Добавить в цитаты Настройки чтения

Страница 91 из 112



«Даже если великий прево сразу же отдаст приказ повесить меня, я должен спасти отца Флоризы!»

II. Месть Нострадамуса

Тот день, среду, Нострадамус провел в тягостных размышлениях. В его душе воцарились сумерки. Он больше не понимал, куда движется. Самые разные чувства вели в нем непримиримую борьбу, и ему казалось, что духи, которые до сих пор вели мага за руку к цели его жизни, к мести, покинули его, отступились.

Его судьба в этот самый момент решалась в Пьерфоне, все было поставлено на кон. Он доверил решение проблемы собственной прозорливости, собственному математическому гению. С присущей ему поистине чудовищной способностью к ясновидению он наметил точки, в которых ему предстояло поразить каждого из его врагов. Вот в каком порядке должны были решаться задачи.

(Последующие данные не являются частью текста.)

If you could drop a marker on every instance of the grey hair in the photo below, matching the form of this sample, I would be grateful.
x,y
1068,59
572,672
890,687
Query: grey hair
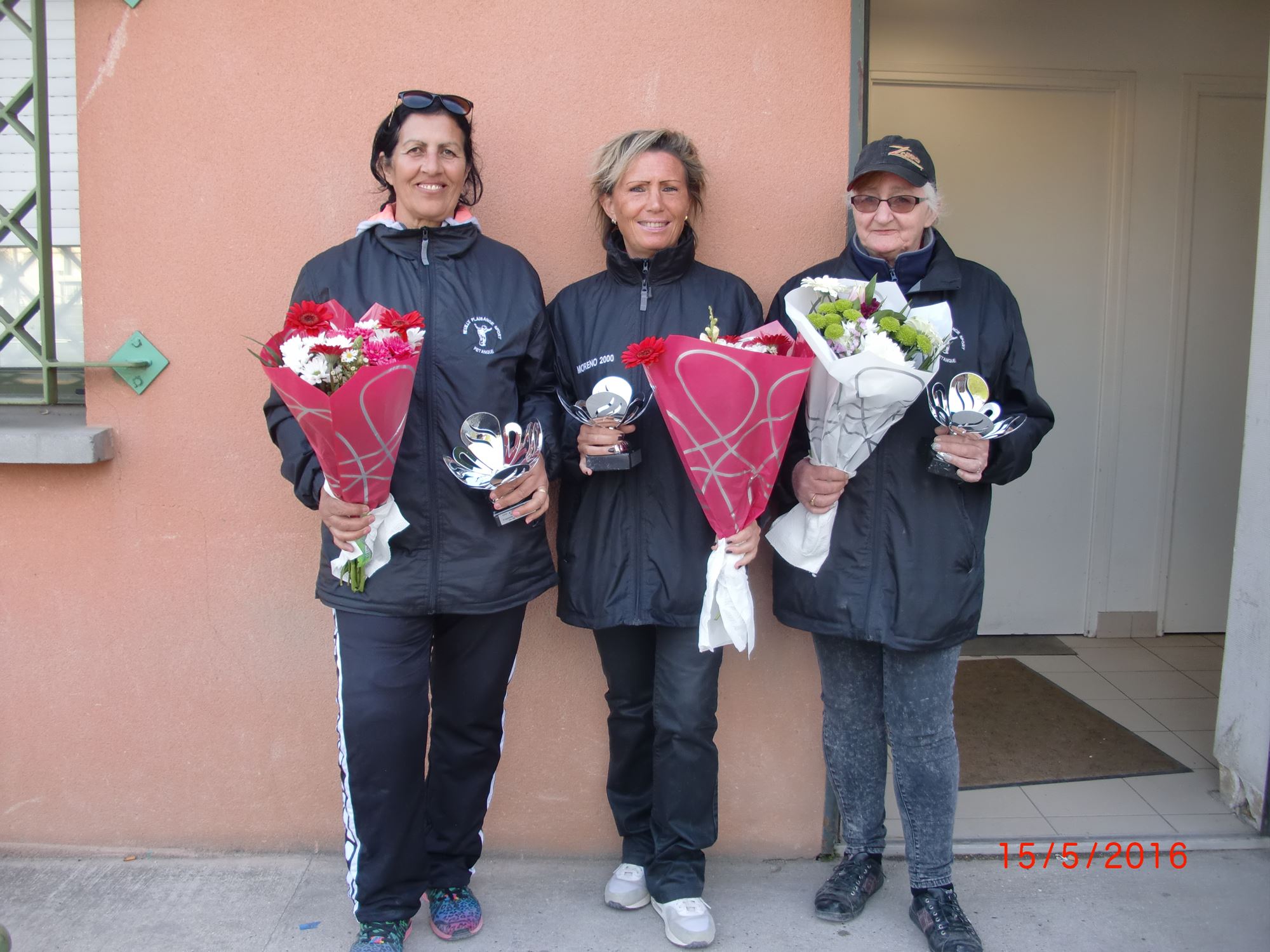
x,y
934,197
615,158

Сначала побольнее ударить Игнатия Лойолу и Сент-Андре.

Уничтожить Роншероля, используя для этого истоки его родительской гордости.

Натравить на Генриха II его сына Руаяля де Боревера, чтобы тот раз и навсегда покончил с ним.

Читатель заметит, что Нострадамус рассматривал Игнатия Лойолу и Сент-Андре как статистов, как второстепенных участников направленного против него преступления. Читатель заметит также, что для Генриха II он приберег вполне плотское и самое страшное наказание, а для Роншероля — удар по его чувствам.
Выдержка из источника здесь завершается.